The good lady merely nodded and sat down by the fire. She knew that Royall had to see to the child. She watched the tattered, golden girl wash her face and hands and walk into the hut. Royall remained inside for quite some time. Mrs. Quince looked thoughtfully around the clearing at their hard day's work and knew that the next day the work would be even harder. She knew there would be many graves to be dug. She prayed for the strength to endure and also for the slim girl who would have to work at her side. Elena possibly could help, but someone had to stay with the sick and the children. No, she and the girl would have to do it alone. She contemplated the future of the Reino with a sour feeling. How it could survive after this holocaust was beyond her tired brain. Truly, she was getting old. Every bone in her aging body ached. She was so tired. She reached for her pallet and drew it closer to the fire. She thought to rest only a moment till Royall returned.
She closed her eyes and knew no more till she woke in the morning, hearing soft sobs. She looked around the stark clearing and saw Royall carrying the small child in her arms, the tears flowing down her cheeks.
“I did everything I could, Mrs. Quince. Truly I did.”

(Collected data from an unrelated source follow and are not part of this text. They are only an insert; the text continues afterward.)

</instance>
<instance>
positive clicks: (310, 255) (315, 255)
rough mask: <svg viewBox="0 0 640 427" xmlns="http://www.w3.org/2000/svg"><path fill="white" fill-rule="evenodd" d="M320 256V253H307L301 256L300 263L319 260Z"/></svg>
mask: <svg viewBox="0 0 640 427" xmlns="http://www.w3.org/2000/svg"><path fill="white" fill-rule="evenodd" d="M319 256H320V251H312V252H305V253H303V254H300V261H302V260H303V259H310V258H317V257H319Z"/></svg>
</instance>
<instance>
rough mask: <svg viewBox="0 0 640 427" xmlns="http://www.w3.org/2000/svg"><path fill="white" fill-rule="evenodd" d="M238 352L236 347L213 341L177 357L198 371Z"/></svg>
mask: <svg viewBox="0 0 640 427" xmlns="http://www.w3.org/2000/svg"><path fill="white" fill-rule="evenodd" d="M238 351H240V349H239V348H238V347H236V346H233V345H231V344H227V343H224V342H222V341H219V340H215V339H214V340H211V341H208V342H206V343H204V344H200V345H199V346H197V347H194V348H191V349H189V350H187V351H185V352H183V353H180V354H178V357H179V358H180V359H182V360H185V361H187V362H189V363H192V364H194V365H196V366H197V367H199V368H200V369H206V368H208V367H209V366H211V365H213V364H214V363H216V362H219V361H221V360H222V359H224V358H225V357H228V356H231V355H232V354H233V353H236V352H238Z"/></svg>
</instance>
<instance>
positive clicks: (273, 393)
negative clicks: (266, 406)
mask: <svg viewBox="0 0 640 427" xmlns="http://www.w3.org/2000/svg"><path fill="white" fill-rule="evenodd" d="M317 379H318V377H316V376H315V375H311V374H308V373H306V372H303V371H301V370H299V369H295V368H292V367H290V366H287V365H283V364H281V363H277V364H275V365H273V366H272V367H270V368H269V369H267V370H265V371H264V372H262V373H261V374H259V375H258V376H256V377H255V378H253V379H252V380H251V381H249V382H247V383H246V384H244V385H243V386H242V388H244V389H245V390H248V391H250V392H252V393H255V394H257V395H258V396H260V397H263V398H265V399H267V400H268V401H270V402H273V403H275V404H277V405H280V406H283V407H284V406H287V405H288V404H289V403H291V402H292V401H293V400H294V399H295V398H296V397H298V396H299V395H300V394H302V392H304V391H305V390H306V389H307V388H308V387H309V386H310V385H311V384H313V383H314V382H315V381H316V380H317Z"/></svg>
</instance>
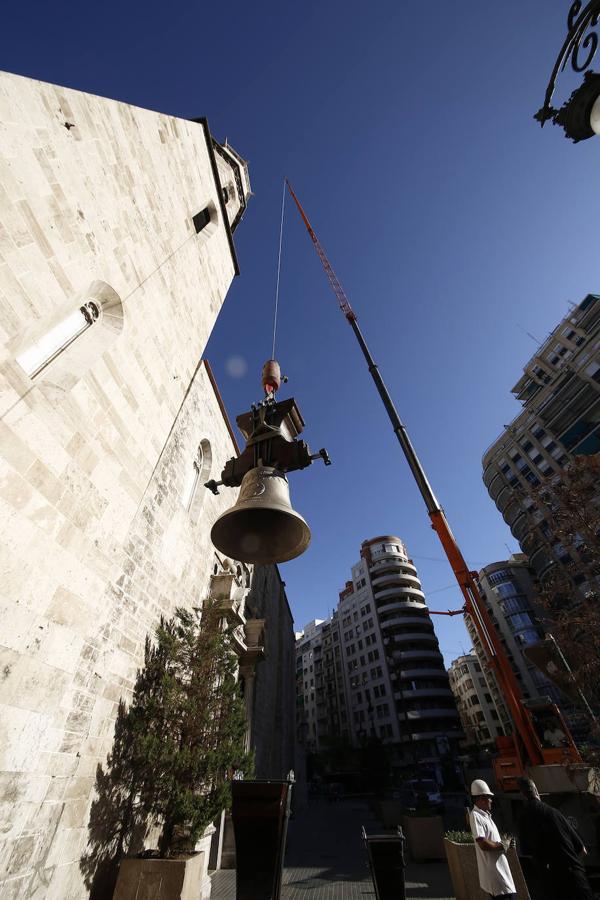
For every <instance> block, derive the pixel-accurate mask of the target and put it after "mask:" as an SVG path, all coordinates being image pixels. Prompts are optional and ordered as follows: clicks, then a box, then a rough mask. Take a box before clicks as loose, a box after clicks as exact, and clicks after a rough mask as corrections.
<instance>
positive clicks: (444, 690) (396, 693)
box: [394, 686, 453, 702]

“I know you did, child. You know what has to be done now.”
“I'll do it. I have to do it.”
Royall stopped to wrap heavy green leaves around her blistered hands. Dejection was replaced by white-hot anger as the small hole began to grow larger. The dirt flew from the shovel. Mrs. Quince, spurred by the anger of her young friend, shoveled just as diligently. They lowered the small, still form into the ground. The dirt was replaced. The soft thunk of the earth on the unmoving bundle melted the tears, frozen till now within her, causing them to bubble to the surface. Rosalie Quince felt fury stir her as it had her young friend. “There must be an answer,” she pleaded, looking heavenward. “There has to be an answer.”
“Mrs. Quince, who is to tell the child's parents? They're on Sebastian Rivera's plantation.”

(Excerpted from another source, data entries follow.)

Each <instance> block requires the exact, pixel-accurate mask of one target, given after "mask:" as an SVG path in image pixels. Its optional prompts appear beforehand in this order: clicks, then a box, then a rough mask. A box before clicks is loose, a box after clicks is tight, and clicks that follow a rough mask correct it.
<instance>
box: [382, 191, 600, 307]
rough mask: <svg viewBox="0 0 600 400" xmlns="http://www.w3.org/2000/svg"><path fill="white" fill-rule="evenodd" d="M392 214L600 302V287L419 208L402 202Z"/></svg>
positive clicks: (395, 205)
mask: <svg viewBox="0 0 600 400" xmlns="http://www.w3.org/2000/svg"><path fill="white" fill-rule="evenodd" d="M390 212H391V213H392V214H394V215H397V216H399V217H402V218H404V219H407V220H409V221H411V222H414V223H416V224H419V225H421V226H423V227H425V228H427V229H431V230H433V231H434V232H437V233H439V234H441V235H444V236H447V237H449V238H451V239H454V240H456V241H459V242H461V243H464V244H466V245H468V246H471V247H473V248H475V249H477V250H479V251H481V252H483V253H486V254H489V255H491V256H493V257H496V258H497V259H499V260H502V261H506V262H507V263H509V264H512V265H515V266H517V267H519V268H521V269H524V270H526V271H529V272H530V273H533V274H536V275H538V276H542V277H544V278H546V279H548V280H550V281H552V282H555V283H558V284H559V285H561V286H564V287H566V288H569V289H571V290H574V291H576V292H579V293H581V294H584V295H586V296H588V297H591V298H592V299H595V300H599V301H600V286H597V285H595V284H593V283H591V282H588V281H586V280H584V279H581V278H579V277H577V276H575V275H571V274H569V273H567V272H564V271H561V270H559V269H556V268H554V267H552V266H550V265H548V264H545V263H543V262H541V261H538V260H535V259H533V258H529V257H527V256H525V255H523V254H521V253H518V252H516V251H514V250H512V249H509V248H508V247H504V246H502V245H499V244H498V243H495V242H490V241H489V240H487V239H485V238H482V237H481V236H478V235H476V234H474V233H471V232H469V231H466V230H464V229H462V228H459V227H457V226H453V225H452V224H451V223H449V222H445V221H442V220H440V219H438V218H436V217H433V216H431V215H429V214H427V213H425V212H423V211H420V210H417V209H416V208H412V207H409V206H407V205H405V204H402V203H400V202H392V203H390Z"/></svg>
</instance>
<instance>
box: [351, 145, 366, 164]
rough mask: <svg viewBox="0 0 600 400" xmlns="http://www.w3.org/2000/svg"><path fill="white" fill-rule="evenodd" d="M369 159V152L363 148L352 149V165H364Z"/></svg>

“I'll do it, child. But not now. We can't leave here, as you well know. There's not a plantation in all of Brazil that would make either of us welcome at this moment.”
The grim task completed, both women walked slowly back to the clearing. “I long for a bath and clean clothes,” Royall said softly.

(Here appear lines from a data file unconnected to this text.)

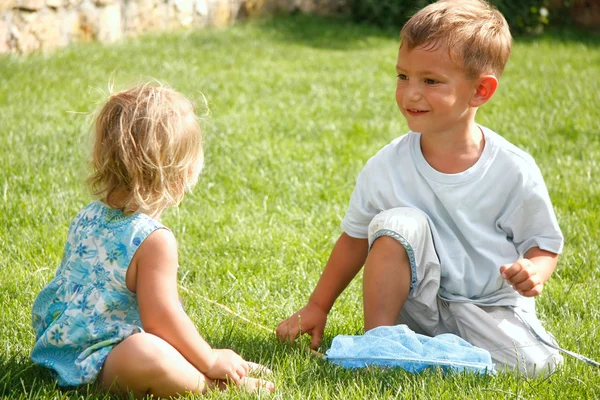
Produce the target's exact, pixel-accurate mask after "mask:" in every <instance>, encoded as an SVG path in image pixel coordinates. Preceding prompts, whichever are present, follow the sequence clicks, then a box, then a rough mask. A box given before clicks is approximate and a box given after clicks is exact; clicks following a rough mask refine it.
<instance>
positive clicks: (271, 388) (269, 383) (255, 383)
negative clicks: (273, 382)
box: [239, 376, 275, 393]
mask: <svg viewBox="0 0 600 400" xmlns="http://www.w3.org/2000/svg"><path fill="white" fill-rule="evenodd" d="M239 387H241V388H243V389H244V390H246V391H247V392H248V393H252V392H255V391H257V390H261V389H263V390H268V391H269V392H272V391H274V390H275V385H274V384H273V382H269V381H265V380H264V379H256V378H249V377H247V376H246V377H244V378H242V379H241V381H240V384H239Z"/></svg>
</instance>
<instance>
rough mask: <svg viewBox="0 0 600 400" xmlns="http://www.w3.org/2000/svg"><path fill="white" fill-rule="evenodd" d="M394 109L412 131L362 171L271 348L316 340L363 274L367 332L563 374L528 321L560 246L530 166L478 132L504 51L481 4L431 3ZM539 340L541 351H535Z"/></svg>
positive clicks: (536, 370)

“Have you no other clothes with you, child? Can't Elena go to the Casa and fetch you clean garments?”
“I thought of that, but Jamie will not allow either of us to go near the Casa, and he himself won't venture out of the door even to leave us something at the edge of the lawns. I fear he thinks he will be contaminated.”
“Sometimes Jamie is just like his father,” Rosalie Quince snorted. “How many times I've heard the other plantation owners ask the Baron and plead with him to clean up this place, especially Sebastian. This is what it has come to: all this suffering and wastefulness, all these lives lost for the selfishness of one man. I don't understand why Carl has never spoken up and at least tried to do something.” She sighed at the hopelessness of the situation.
“That dress you have on reminds me suspiciously of the elegant gown you wore to your party. Is it?”
“I'm afraid so, Mrs. Quince. I think we should both eat some fruit, and then we can get on with our work. I looked in on Elena before and she was asleep. I didn't have the heart to wake her. She's just as tired as we are. I checked everyone in the early hours. I fear we'll lose three more before the day is over. There are six on the mend, and I do think Elena was rightâRosy looks as though she may pull through this too. There is one old man who is now up and around. He has been helping Elena in a small way. But he has little strength and must rest frequently.”
Once again Royall checked her sick patients and joined Mrs. Quince for some fresh mangoes. She sucked the juice from the rich, tart fruit but, in truth, had not the energy to chew the meat. Neither did Mrs. Quince, it appeared.